Just two weeks after requesting voter information from election officials in all 50 states, President Trump's election commission is halting its data collection initiative entirely, thanks to a lawsuit filed by the Electronic Privacy Information Center. The commission, led by Vice President Mike Pence and Kansas Secretary of State Kris Kobach, had asked for detailed information on the registered voters in each state, but a representative said in a court filing Monday that it will pause the effort until the lawsuit is resolved.

EPIC claims that the commission broke federal law when it asked state election officials to submit all "publicly available voter roll data" as allowed by state law. Under the E-Government Act of 2002, the federal government must take specific safeguards while collecting personal information to ensure the security of that information. Before collecting any such information, agencies are required to write and release what's called a Privacy Impact Assessment, a document that explains how the data is stored, transmitted, and managed.

According to EPIC, the Trump commission didn't conduct a Privacy Impact Assessment before requesting the data. The watchdog group also said that the commission planned to transmit the voter data via an unsecured Army website.

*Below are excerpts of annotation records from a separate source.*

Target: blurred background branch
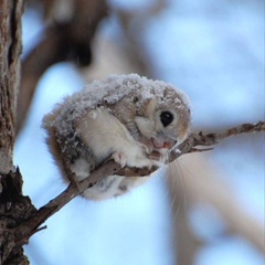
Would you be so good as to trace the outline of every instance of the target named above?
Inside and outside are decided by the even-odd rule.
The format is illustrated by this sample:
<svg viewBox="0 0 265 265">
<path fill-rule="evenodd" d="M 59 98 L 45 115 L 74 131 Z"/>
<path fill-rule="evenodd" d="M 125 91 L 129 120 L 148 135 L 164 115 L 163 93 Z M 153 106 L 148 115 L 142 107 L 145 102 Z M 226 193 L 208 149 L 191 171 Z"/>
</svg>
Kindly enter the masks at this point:
<svg viewBox="0 0 265 265">
<path fill-rule="evenodd" d="M 134 6 L 134 3 L 135 2 L 131 1 L 131 6 Z M 174 6 L 171 1 L 153 0 L 146 4 L 139 4 L 139 7 L 135 4 L 131 8 L 126 8 L 126 4 L 125 7 L 123 4 L 119 6 L 118 3 L 115 3 L 115 1 L 32 1 L 29 9 L 34 10 L 34 12 L 38 12 L 39 14 L 41 13 L 45 22 L 39 42 L 24 55 L 18 107 L 17 134 L 25 124 L 25 115 L 29 113 L 31 103 L 34 104 L 32 98 L 34 94 L 38 93 L 36 89 L 40 89 L 40 82 L 43 80 L 43 76 L 49 68 L 60 62 L 72 62 L 72 65 L 76 66 L 76 72 L 86 80 L 82 80 L 83 83 L 94 78 L 103 78 L 112 73 L 126 74 L 137 72 L 140 75 L 146 75 L 151 78 L 162 78 L 167 82 L 180 85 L 181 88 L 184 88 L 187 93 L 190 94 L 192 99 L 194 131 L 199 129 L 203 131 L 218 131 L 235 124 L 253 123 L 264 119 L 264 115 L 261 115 L 261 91 L 263 84 L 261 84 L 261 82 L 255 83 L 255 81 L 261 81 L 263 78 L 261 77 L 263 76 L 263 74 L 261 74 L 262 60 L 259 60 L 259 46 L 257 45 L 261 41 L 253 35 L 255 30 L 248 28 L 251 26 L 248 23 L 250 21 L 256 21 L 257 24 L 259 24 L 257 19 L 259 17 L 251 17 L 251 14 L 247 17 L 247 12 L 253 12 L 254 14 L 259 15 L 258 9 L 261 8 L 258 1 L 244 1 L 242 3 L 231 2 L 224 6 L 222 6 L 222 3 L 202 1 L 198 4 L 190 1 L 187 3 L 184 3 L 184 1 L 178 1 L 177 6 Z M 252 7 L 251 9 L 250 6 Z M 241 7 L 244 7 L 244 9 L 241 9 Z M 168 26 L 166 26 L 163 23 L 166 20 L 165 18 L 170 15 L 173 18 L 171 19 L 173 22 L 168 23 Z M 243 21 L 248 23 L 247 26 L 246 24 L 239 26 L 239 24 L 244 23 L 241 20 L 241 15 L 244 17 Z M 240 22 L 236 20 L 234 22 L 234 18 L 237 18 Z M 235 28 L 233 28 L 233 23 L 235 23 Z M 156 31 L 155 28 L 157 28 Z M 245 29 L 244 32 L 242 32 L 243 29 Z M 255 42 L 253 40 L 255 40 Z M 225 51 L 225 53 L 223 51 Z M 243 59 L 240 57 L 240 55 L 239 57 L 233 57 L 237 53 L 241 54 Z M 234 68 L 232 68 L 230 64 Z M 251 70 L 247 68 L 247 66 L 251 67 Z M 55 75 L 57 75 L 57 73 L 59 72 L 56 72 Z M 67 76 L 63 74 L 63 80 L 66 80 L 66 77 Z M 73 75 L 71 78 L 74 78 Z M 66 83 L 71 82 L 71 78 L 68 78 Z M 51 81 L 50 84 L 52 83 L 56 83 L 56 80 Z M 62 89 L 63 85 L 61 84 L 62 82 L 55 84 L 55 89 Z M 244 89 L 243 87 L 250 87 L 250 93 L 247 94 L 247 89 Z M 82 86 L 80 88 L 82 88 Z M 47 86 L 45 89 L 47 91 L 47 100 L 57 93 L 55 89 L 49 91 L 51 88 Z M 255 95 L 255 97 L 253 97 L 255 99 L 253 99 L 254 102 L 252 103 L 250 100 L 253 95 Z M 259 102 L 257 99 L 259 99 Z M 41 98 L 41 102 L 43 100 L 44 97 Z M 222 100 L 224 104 L 219 105 Z M 243 102 L 244 108 L 237 108 L 240 105 L 239 100 Z M 40 100 L 38 104 L 40 104 Z M 34 109 L 40 108 L 42 108 L 41 105 L 38 106 L 38 108 L 34 108 L 33 106 L 32 112 L 34 113 Z M 246 112 L 243 113 L 242 109 L 245 109 Z M 46 107 L 45 112 L 47 110 Z M 236 119 L 235 114 L 237 113 L 240 115 L 237 115 Z M 253 115 L 251 115 L 252 113 Z M 43 113 L 41 115 L 43 115 Z M 39 116 L 39 120 L 41 119 L 41 115 Z M 28 126 L 28 128 L 30 126 Z M 35 124 L 33 127 L 34 129 L 32 132 L 26 132 L 28 129 L 26 127 L 24 128 L 24 134 L 28 135 L 28 137 L 29 134 L 31 134 L 30 136 L 36 134 Z M 39 134 L 41 135 L 42 132 Z M 41 136 L 39 137 L 39 140 L 43 141 L 43 138 Z M 20 140 L 22 141 L 22 139 L 26 142 L 25 138 L 23 138 L 23 134 Z M 163 257 L 166 255 L 165 253 L 170 253 L 172 258 L 167 261 L 162 258 L 165 262 L 163 264 L 213 264 L 211 262 L 198 262 L 200 254 L 203 253 L 204 250 L 211 250 L 211 246 L 214 247 L 214 245 L 218 245 L 218 240 L 221 241 L 222 239 L 226 239 L 226 242 L 229 242 L 229 240 L 232 239 L 231 236 L 234 235 L 242 239 L 244 237 L 247 243 L 257 250 L 258 254 L 256 255 L 261 254 L 264 257 L 264 225 L 259 219 L 252 214 L 250 205 L 247 206 L 247 203 L 245 202 L 245 200 L 251 197 L 251 191 L 243 195 L 239 195 L 240 193 L 237 192 L 241 189 L 241 183 L 245 181 L 244 179 L 247 179 L 247 177 L 241 177 L 243 171 L 247 171 L 245 167 L 251 163 L 255 165 L 255 161 L 263 161 L 264 148 L 262 148 L 262 146 L 264 146 L 264 137 L 257 135 L 233 139 L 227 141 L 227 144 L 222 144 L 221 147 L 211 152 L 211 156 L 203 153 L 190 155 L 181 158 L 178 166 L 176 166 L 178 169 L 170 169 L 167 178 L 163 176 L 162 179 L 167 179 L 168 181 L 167 190 L 156 193 L 156 198 L 158 198 L 158 201 L 161 201 L 161 198 L 165 198 L 165 193 L 167 194 L 169 191 L 169 198 L 165 200 L 168 200 L 168 206 L 171 205 L 170 224 L 172 227 L 170 226 L 169 233 L 163 232 L 163 229 L 161 227 L 159 230 L 161 233 L 166 234 L 168 239 L 170 239 L 170 236 L 173 237 L 171 246 L 166 244 L 167 250 L 169 251 L 163 252 Z M 40 149 L 44 148 L 41 147 Z M 231 153 L 231 157 L 224 156 L 224 153 L 229 152 Z M 235 152 L 234 157 L 233 152 Z M 247 156 L 244 156 L 247 152 L 253 152 L 252 160 L 248 159 Z M 47 155 L 45 153 L 45 156 Z M 214 157 L 216 161 L 213 167 L 212 163 Z M 236 160 L 239 157 L 241 157 L 241 160 Z M 244 157 L 245 160 L 242 157 Z M 231 161 L 234 161 L 234 167 L 232 165 L 229 168 L 227 165 Z M 20 163 L 23 165 L 22 161 Z M 179 170 L 179 167 L 181 167 L 182 170 Z M 257 172 L 255 170 L 253 171 Z M 45 177 L 43 180 L 44 184 L 40 184 L 39 190 L 35 188 L 36 184 L 32 188 L 35 192 L 35 198 L 39 198 L 35 200 L 40 200 L 40 205 L 46 200 L 45 197 L 43 198 L 43 190 L 49 192 L 51 190 L 54 191 L 56 187 L 54 183 L 54 171 L 51 173 L 50 182 L 46 180 L 46 172 L 47 171 L 43 172 L 43 176 Z M 236 182 L 233 188 L 232 184 L 237 174 L 240 176 L 237 178 L 239 182 Z M 25 180 L 25 184 L 32 182 L 30 176 L 35 177 L 35 172 L 29 172 L 28 176 L 29 180 Z M 42 178 L 40 177 L 40 179 Z M 181 179 L 183 183 L 181 184 L 180 180 L 179 183 L 177 183 L 177 179 Z M 247 183 L 263 183 L 262 179 L 263 176 L 256 173 L 250 176 L 250 182 Z M 162 182 L 159 182 L 159 186 L 160 189 L 162 189 Z M 262 184 L 257 186 L 261 187 Z M 250 184 L 246 184 L 246 189 L 251 189 Z M 46 195 L 50 195 L 49 199 L 53 198 L 53 194 L 49 192 L 46 192 Z M 56 192 L 54 191 L 54 193 Z M 257 191 L 254 191 L 253 193 Z M 264 192 L 262 195 L 264 195 Z M 264 200 L 261 199 L 262 195 L 258 197 L 259 201 Z M 134 194 L 131 194 L 131 197 L 134 198 Z M 244 199 L 241 197 L 244 197 Z M 40 198 L 42 198 L 42 201 Z M 153 222 L 156 219 L 159 219 L 158 215 L 162 215 L 162 213 L 160 213 L 162 212 L 161 209 L 160 212 L 158 212 L 159 210 L 156 204 L 158 201 L 156 201 L 156 198 L 152 198 L 151 201 L 151 205 L 155 204 L 156 208 L 152 218 Z M 123 199 L 123 201 L 125 201 L 124 209 L 132 212 L 134 205 L 136 209 L 139 209 L 141 204 L 146 203 L 145 201 L 148 201 L 148 198 L 135 199 L 136 201 L 134 201 L 132 204 L 129 204 L 127 200 L 129 199 Z M 68 223 L 74 222 L 73 219 L 76 219 L 75 222 L 78 223 L 77 226 L 83 227 L 84 225 L 85 229 L 83 229 L 80 234 L 74 233 L 72 237 L 71 232 L 66 229 L 67 240 L 75 239 L 75 241 L 77 240 L 81 242 L 83 239 L 82 236 L 87 236 L 85 235 L 85 230 L 89 231 L 87 233 L 92 236 L 94 230 L 98 231 L 96 227 L 103 230 L 103 226 L 106 226 L 108 230 L 104 230 L 104 234 L 97 234 L 96 237 L 104 237 L 103 241 L 107 242 L 105 239 L 106 234 L 110 233 L 109 231 L 113 229 L 114 235 L 112 239 L 117 237 L 117 241 L 119 240 L 121 242 L 121 245 L 118 245 L 116 248 L 123 247 L 123 245 L 125 245 L 124 235 L 117 235 L 117 226 L 115 226 L 115 224 L 119 225 L 118 231 L 123 231 L 123 233 L 125 233 L 126 227 L 134 227 L 134 224 L 129 223 L 129 220 L 132 218 L 126 220 L 120 216 L 120 212 L 123 211 L 120 209 L 120 203 L 123 202 L 113 201 L 113 204 L 119 208 L 116 215 L 119 216 L 120 220 L 124 220 L 123 222 L 119 222 L 119 219 L 115 219 L 115 206 L 113 204 L 103 204 L 104 206 L 97 204 L 95 206 L 97 210 L 94 212 L 94 206 L 93 204 L 89 204 L 89 202 L 81 203 L 82 206 L 72 204 L 75 208 L 73 206 L 72 210 L 67 208 L 70 211 L 68 215 L 66 214 L 66 210 L 60 214 L 62 214 L 62 216 L 63 214 L 66 214 Z M 165 204 L 167 203 L 165 202 Z M 128 205 L 130 205 L 129 210 Z M 209 208 L 209 205 L 211 206 Z M 110 218 L 114 220 L 113 223 L 109 218 L 103 218 L 103 212 L 98 210 L 100 208 L 104 208 L 103 212 L 107 212 L 108 208 L 110 209 Z M 194 214 L 198 209 L 202 215 L 205 215 L 206 219 L 210 220 L 209 222 L 214 223 L 214 220 L 211 220 L 213 215 L 216 214 L 219 216 L 216 220 L 219 221 L 215 220 L 215 223 L 224 223 L 222 224 L 224 227 L 220 229 L 220 234 L 214 234 L 213 232 L 212 237 L 215 239 L 215 241 L 202 236 L 200 234 L 202 232 L 199 232 L 198 234 L 198 231 L 211 231 L 211 225 L 209 225 L 209 227 L 203 227 L 203 225 L 200 225 L 200 222 L 197 221 L 200 227 L 194 229 L 194 224 L 192 224 L 192 214 Z M 87 211 L 88 216 L 84 213 L 85 211 Z M 73 212 L 75 214 L 73 214 Z M 211 214 L 212 212 L 214 214 Z M 95 215 L 95 223 L 93 223 L 93 214 Z M 126 215 L 125 212 L 123 212 L 123 214 Z M 140 216 L 137 214 L 137 216 L 132 219 L 132 222 L 137 223 L 142 220 L 144 223 L 140 224 L 140 230 L 142 231 L 145 230 L 142 229 L 142 225 L 145 225 L 147 230 L 148 224 L 145 223 L 145 220 L 147 219 L 147 215 Z M 107 226 L 107 222 L 104 222 L 103 220 L 108 220 L 112 227 Z M 88 221 L 92 230 L 86 225 Z M 60 223 L 62 220 L 57 218 L 57 222 Z M 150 225 L 152 223 L 150 223 Z M 57 225 L 53 224 L 49 229 L 52 231 L 53 226 Z M 129 231 L 131 230 L 132 229 L 129 229 Z M 215 230 L 218 231 L 218 229 Z M 100 231 L 97 233 L 99 232 Z M 50 231 L 45 231 L 44 233 L 47 234 Z M 135 232 L 134 235 L 137 233 L 138 232 Z M 55 232 L 52 234 L 56 237 Z M 129 234 L 128 237 L 134 237 L 134 235 Z M 35 244 L 34 241 L 31 243 L 34 244 L 34 248 L 39 250 L 39 254 L 42 252 L 45 253 L 45 250 L 43 250 L 44 247 L 42 246 L 42 242 L 45 241 L 44 236 L 45 235 L 42 234 L 42 236 L 35 241 Z M 49 239 L 49 235 L 46 236 Z M 60 237 L 59 241 L 63 241 L 61 236 L 57 237 Z M 150 235 L 149 237 L 152 239 Z M 86 242 L 86 237 L 83 240 Z M 73 243 L 73 241 L 70 242 Z M 152 242 L 158 241 L 158 239 L 152 240 Z M 104 242 L 100 242 L 100 247 L 104 247 Z M 85 248 L 94 250 L 94 246 L 91 245 L 92 243 L 86 243 Z M 151 242 L 149 242 L 149 244 L 151 244 Z M 106 243 L 106 247 L 110 247 L 113 243 Z M 252 250 L 252 246 L 247 246 L 247 250 Z M 73 245 L 68 247 L 72 250 Z M 66 245 L 65 248 L 67 248 Z M 123 253 L 127 253 L 126 255 L 128 256 L 129 253 L 134 252 L 131 248 L 128 253 L 123 248 Z M 80 247 L 77 247 L 77 250 L 78 254 L 76 255 L 80 255 L 83 264 L 86 264 L 84 262 L 85 258 L 87 258 L 85 254 L 86 251 L 83 252 Z M 107 252 L 107 248 L 104 250 Z M 141 252 L 145 253 L 149 250 L 150 245 L 149 247 L 146 246 Z M 31 256 L 34 257 L 34 251 L 31 252 L 30 247 L 28 251 Z M 162 252 L 161 245 L 159 251 Z M 121 251 L 118 252 L 119 256 L 120 252 Z M 213 250 L 212 252 L 214 253 Z M 232 252 L 231 248 L 230 253 Z M 110 253 L 110 256 L 113 257 L 115 250 L 112 250 Z M 50 255 L 52 255 L 52 253 Z M 137 254 L 134 253 L 130 258 L 132 259 Z M 44 256 L 49 263 L 49 255 Z M 155 254 L 152 254 L 152 256 L 156 257 Z M 222 258 L 220 258 L 220 261 L 222 261 Z M 35 257 L 35 261 L 38 259 L 40 259 L 40 256 Z M 138 258 L 136 259 L 140 263 Z M 219 258 L 214 258 L 214 264 L 220 264 L 218 263 L 218 259 Z M 157 261 L 160 261 L 158 263 L 159 265 L 162 264 L 161 259 Z M 258 262 L 261 259 L 258 259 Z M 71 264 L 71 261 L 67 262 Z M 123 264 L 121 262 L 119 264 Z M 254 261 L 251 259 L 250 264 L 256 265 L 258 262 L 254 263 Z M 93 264 L 93 258 L 91 259 L 91 263 Z M 146 262 L 142 262 L 142 264 L 144 263 L 148 264 Z M 153 261 L 149 263 L 152 265 L 155 264 Z M 221 264 L 224 263 L 227 264 L 227 262 L 224 261 Z M 64 264 L 66 263 L 64 262 Z M 80 264 L 82 263 L 80 262 Z M 105 264 L 108 263 L 106 262 Z M 115 264 L 118 263 L 116 262 Z M 243 263 L 241 263 L 241 265 Z"/>
</svg>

Incidentally, this issue is at the center of another lawsuit that's been filed against the election commission by the watchdog group Public Citizen.

EPIC asked a federal judge to block the commission from collecting any more data until it complies with the E-Government Act. But the commission opted to do so voluntarily: In court documents filed Monday, the commission said that it has sent an email to state officials telling them to "hold on submitting any data" about its registered voters.

Kobach sent his original letter on June 28, asking state secretaries of state to turn in publicly-available voter information, which in some states could include names, addresses, voting history, party registration, and the last four digits Social Security numbers. But many state officials rejected this request, either in full or in part — including Kobach himself, who announced that, in his capacity as Kansas' Secretary of State, he won't send voters' Social Security numbers to the commission that he himself leads. In another notable response, Mississippi Secretary of State Delbert Hosemann, a Republican, said that the commission "can go jump in the Gulf of Mexico, and Mississippi is a great state to launch from."

On Monday, two additional organizations — the ACLU and the Lawyers’ Committee for Civil Rights Under Law — also sued the election commission. Both groups are claiming that the commission has violated the Federal Advisory Committee Act by failing to hold public meetings or make records of its meetings publicly available.